In the Matter of GlaxoSmithKline, PLC (Augmentin)
States alleged that GlaxoSmithKline fraudulently obtained patent protection for Augmentin and then delayed generic entry through sham patent litigation. Through this conduct, GlaxoSmithKline unlawfully maintained its monopoly over Augmentin. A $3.5 million multistate settlement for state proprietary claims was entered into by the participating states and GlaxoSmithKline.
In Re Relafen Antitrust Litigation
States sued manufacturer of antidepressant Relafen, alleging patent misuse and sham litigation designed to prevent generic entry. Parties settled the state proprietary claims for $10 million.
Maryland v. SmithKline Beecham Corp., No. 2:06-cv-01298-JP (E.D.Pa Mar. 27, 2006)
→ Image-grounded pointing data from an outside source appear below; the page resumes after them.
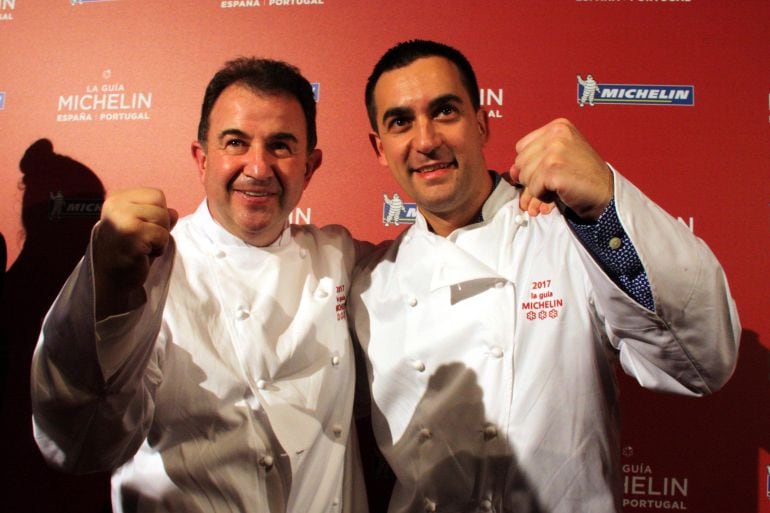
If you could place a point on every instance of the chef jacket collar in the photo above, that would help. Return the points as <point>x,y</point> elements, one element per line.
<point>502,193</point>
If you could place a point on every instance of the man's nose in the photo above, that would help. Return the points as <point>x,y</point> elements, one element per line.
<point>258,163</point>
<point>428,137</point>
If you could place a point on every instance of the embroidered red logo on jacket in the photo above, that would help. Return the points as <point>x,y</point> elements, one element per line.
<point>341,302</point>
<point>541,303</point>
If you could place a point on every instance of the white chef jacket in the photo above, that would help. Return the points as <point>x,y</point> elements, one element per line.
<point>231,389</point>
<point>491,353</point>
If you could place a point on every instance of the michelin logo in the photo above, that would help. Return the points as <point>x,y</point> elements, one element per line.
<point>591,92</point>
<point>63,207</point>
<point>395,211</point>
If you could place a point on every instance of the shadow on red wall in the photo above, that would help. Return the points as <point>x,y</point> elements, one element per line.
<point>61,202</point>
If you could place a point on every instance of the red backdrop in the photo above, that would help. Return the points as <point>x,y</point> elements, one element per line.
<point>99,95</point>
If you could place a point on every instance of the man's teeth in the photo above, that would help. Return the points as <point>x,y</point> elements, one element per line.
<point>433,168</point>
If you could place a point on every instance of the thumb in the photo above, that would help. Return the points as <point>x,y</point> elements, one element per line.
<point>173,217</point>
<point>513,173</point>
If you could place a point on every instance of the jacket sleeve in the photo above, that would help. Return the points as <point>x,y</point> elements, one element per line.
<point>689,343</point>
<point>92,384</point>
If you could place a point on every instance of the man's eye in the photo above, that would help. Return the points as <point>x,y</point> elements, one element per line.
<point>397,124</point>
<point>235,146</point>
<point>281,149</point>
<point>446,110</point>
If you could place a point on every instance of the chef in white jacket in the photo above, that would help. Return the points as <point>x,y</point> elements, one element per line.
<point>491,336</point>
<point>210,368</point>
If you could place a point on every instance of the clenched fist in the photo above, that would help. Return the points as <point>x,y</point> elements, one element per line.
<point>133,230</point>
<point>556,163</point>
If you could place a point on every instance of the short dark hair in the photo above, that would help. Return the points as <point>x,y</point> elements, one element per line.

States sued manufacturer of antitdepressant Paxil, alleging patent misuse and sham litigation designed to prevent generic entry. Parties settled for $14 million.
In the Matter of Tri-County Hospital and Wadena Med. Center, No. C4-94-11900 (Ramsey Cty. Cr. Minn., Nov. 30, 1994)
State alleged hospital and large clinic sought to allocate the markets for x-ray equipment and colposcopy equipment.
U.S. and Texas, et al v. Oracle, Corporation, No.C-04 0807 (JCS )(N.D.Cal.2005)
Merger review of two of the most dominant vendors of high function Human Resource Management software and high function Financial Management Services software.